Im Zentrum der Handlung steht Mick Hardin, ein Militärpolizist, der auf Anraten seiner Schwester Linda zurück in seine Heimat, das östliche Kentucky, kommt, um private Angelegenheiten zu klären. Seine Frau hatte eine Affäre, und nun ist sie schwanger. Von ihm oder ihrem Liebhaber, wer weiß? Aber noch bevor die klärende Aussprache stattfindet, wird er von Linda, die der erste weibliche Sheriff des Countys ist, um Hilfe in einem Mordfall gebeten. Ein alter Mann hat beim Ginseng sammeln in den Hügeln eine weibliche Leiche entdeckt. Unfall oder Mord, schnelle Aufklärung ist gefordert, ehe die Dinge außer Kontrolle geraten, denn im Hinterland von Kentucky ticken die Uhren anders.
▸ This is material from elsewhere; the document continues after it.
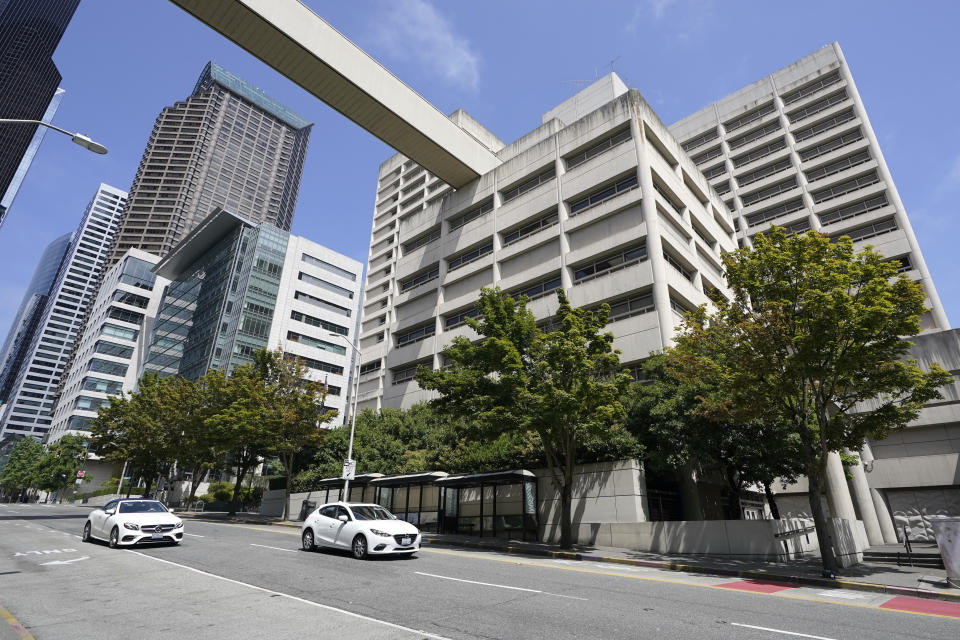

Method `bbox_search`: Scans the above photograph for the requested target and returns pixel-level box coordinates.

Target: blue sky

„Unbarmherziges Land“ kommt im Gewand eines Thrillers daher und kann mit sämtlichen Attributen des Genres aufwarten, aber gegenüber dem Setting sind diese absolut zweitrangig und machen nicht die Qualität dieses Buches aus. Offutt ist mit der Gegend vertraut, seine Naturbeschreibungen sind mehr als bloße Dekoration, denn sie vermitteln ein Gefühl dafür, wie die Abgeschiedenheit sich auf das Leben der Menschen auswirkt. Wenn man Elmore Leonards „Raylan“ (literarische Vorlage für „Justified“) kennt, hat man schon eine ungefähre Vorstellung, was einem erwartet. In den Hügeln sind Familienbande wichtiger als Recht und Gesetz, das alttestamentarische Auge um Auge bestimmt das Handeln. Mick ist damit vertraut, er ist hier aufgewachsen, kennt die Bräuche, weiß, wen er wie ansprechen muss, um an Informationen zu gelangen, um die Hintergründe des Todesfalls aufzuklären und zu verhindern, dass die Sache aus dem Ruder läuft. Ein feiner „Rural Noir“, der hoffentlich in Serie geht!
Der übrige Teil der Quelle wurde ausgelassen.